Compared to my life in England, Bodrum is a lot more sociable and fun. And this is despite the lockdowns. I love the fact that people pop in and out, and of course, the weather allows literally open doors. Unlike England, it is normal to receive an invitation on the same day. Of course, there are more formal occasions, but Turks are quite impromptu party givers. They love to cook, eat and socialise. Often they bring you a plate with their latest. It is a custom to refill the plate before returning. I don’t always follow this unsaid rule as it is difficult to find a food item each time.
The streets are full of stray cats and dogs. They laze around; people don’t seem to mind them. Various bowls with dry food and water are in every corner. Many take these animals to be castrated, but who knows if their number is decreasing. I had an unpleasant few days with a mouse in the house. Since then, I have started feeding a grey cat who often came onto my balcony. Hopefully, that will put an end to unwanted creatures. A friend named her Ash. She responds quite well.
In addition to supermarkets delivering goods, the corner shops do the same. Tap water is not drinkable there, so I get a big damacana (cooler bottle) of water delivered plus anything else I might need urgently. They don’t even mind delivering just a loaf of bread.
Although there are recycling bins, no one takes any notice. They are not there yet, unfortunately. The big bins are emptied every day, which is great. Often cats fly out of them as you approach to put yours in. Plastic usage is alarming. Everything is put into plastic containers. One is charged a few pennies at the supermarkets but not at the weekly fruit and vegetable markets where the products are fresh and abundant. The locals are very knowledgeable about edible herbs. I am still a novice. The cheese counters have a huge variety of delicious Turkish cheese that I didn’t know existed. I have tasted gruyere and goats cheese from Kars, Eastern Turkey, divine! Kars’s duck is apparently very famous as well. I made a Chinese duck recipe one day, and it turned out to be just perfect.
Certain things are very cheap. For example, I had a big kilim that I took to be cleaned. They washed it, I think. This cost me £3! One of my lampshades had been damaged during the move, so after finally finding a place where they make them, I was asked to pay the grand total of £2.50. ‘What else?’ the lady said when I asked, ‘And?’
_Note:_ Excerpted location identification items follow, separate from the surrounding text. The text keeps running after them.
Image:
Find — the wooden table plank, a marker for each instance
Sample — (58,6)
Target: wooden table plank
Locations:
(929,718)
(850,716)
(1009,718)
Marble is also very cheap in Turkey. They don’t mind if you take leftover pieces for free, so I have many squares that I use as trivets. Food, in general, is expensive and seasonal.
So there are pros and cons of being in Bodrum. In general, life is fun there. In addition to my existing friends already living on the peninsula, I have met many interesting, lovely people. I have managed and hopefully will continue to teach. But I miss an order and calm around me. I miss the familiar streets, shops, settings, smells, church bells…Now I am back in the UK for a few months. I look forward to seeing my son maybe even both of them, friends, going for country walks, driving, my Sunday papers, etc. I have come to the firm conclusion that my birthplace does not define my identity. I am a bit like a chameleon.